Três anos antes, Fairfax havia largado o emprego como engenheira de sistemas e ingressado em um programa de doutorado por causa de sua obsessão por castores. Ela tinha uma teoria: se os castores eram tão benéficos para os projetos de restauração de zonas húmidas e de proteção contra a seca, certamente também deveriam proteger contra incêndios florestais.
Mas ela se viu lutando para encontrar qualquer pesquisa publicada anteriormente sobre o assunto. “Era terra de ninguém”, diz Fairfax, que encontrou muitas pesquisas sobre castores, peixes e cursos de água, mas nenhuma sobre castores e fogo. “Quando você tenta fazer novas pesquisas, realmente ajuda quando você pode se apoiar no trabalho de cientistas anteriores”, diz Fairfax. “Depois de um certo tempo, depois de uma questão não ter sido estudada, você começa a pensar: 'Ah, é porque não tem nada ali'”.
Em vez disso, suas pistas vieram de pessoas como Wheaton e de um site educacional chamado Beavers in Brush, que agrega informações sobre queimadas prescritas, além de reumedecer as terras por meio da proteção contra castores. “Isso fez-me perceber que isto tem mérito, há pessoas que estão conscientes de que isto pode funcionar”, diz Fairfax. “Não sei porque é que as pessoas não estudaram isto, mas obviamente isto é uma coisa.”
Fairfax começou a realizar as pesquisas científicas que esperava encontrar. Usando imagens de satélite, ela mapeou a vegetação ao redor dos territórios dos castores antes, depois e durante os incêndios florestais (imagens de incêndios florestais em andamento podem mostrar como um fogo se move através de uma paisagem).

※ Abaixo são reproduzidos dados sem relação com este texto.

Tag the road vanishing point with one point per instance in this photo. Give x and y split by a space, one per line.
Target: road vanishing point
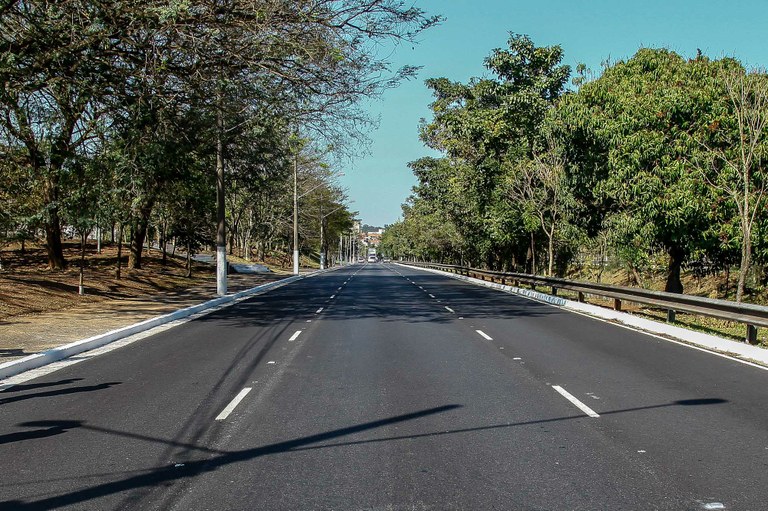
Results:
384 387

Ela visitou locais de campo na Califórnia, Colorado, Idaho, Oregon e Wyoming e descobriu que seções de riachos que não tinham castores eram, em média, três vezes mais afetadas pelo fogo – queimando uma área maior – do que áreas onde os castores construíram represas.
“Eu esperava que durante algum tempo as barragens de castores funcionassem”, diz Fairfax. Em vez disso, ela descobriu que a presença de castores teve efeitos significativos. “Não importava se era um lago ou 55 lagos seguidos. Se houvesse barragens de castores, a terra estava protegida do fogo. Foi incrível.”
Redamando o Golden State
Fairfax espera que sua pesquisa ajude a mudar as regras estritas da Califórnia em relação à realocação de castores, a forma como a política já está mudando em Washington, especialmente porque os incêndios florestais na Califórnia atingiram níveis recordes nos últimos anos. Em 2017, enquanto McDarment ainda tentava obter permissão para realocar castores para terras tribais, o Pier Fire consumiu 8.800 acres de terras tribais do Rio Tule, incluindo várias sequóias gigantes.
O plano de McDarment é fazer com que castores vivam nos 56.000 acres da reserva. “Gostaria de vê-los evoluir lentamente e se mover para cada córrego e riacho que tivermos”, diz ele. “Estou muito animado para começar. Mal posso esperar até chegarmos ao ponto em que traremos uma família de castores para cá.” Várias outras tribos na Califórnia também estão explorando como podem reintroduzir castores em terras tribais.
Enquanto isso, a pesquisa de Fairfax sobre castores e incêndios florestais está apenas começando. “Propus-me fazer uma pergunta: os castores mantêm a terra verde durante os incêndios, sim ou não?” ela diz. “A resposta foi sim. Mas esse não é o fim da história. Por que? Como? Isso acontece em todos os lugares? E se você tiver um desfiladeiro estreito? Estou investigando os detalhes agora, para que as pessoas possam implementar isso e realmente usar castores para prevenção de incêndios. Eu adoraria poder ligar para alguém e dizer quantas represas de castores eles precisam em seu riacho.
“No momento, tenho tão poucos conselhos sobre como fazer isso. Mas pelo menos agora posso dizer que funciona.”
Este relatório foi possível em parte pelo Fundo para o Jornalismo Ambiental da Sociedade de Jornalistas Ambientais.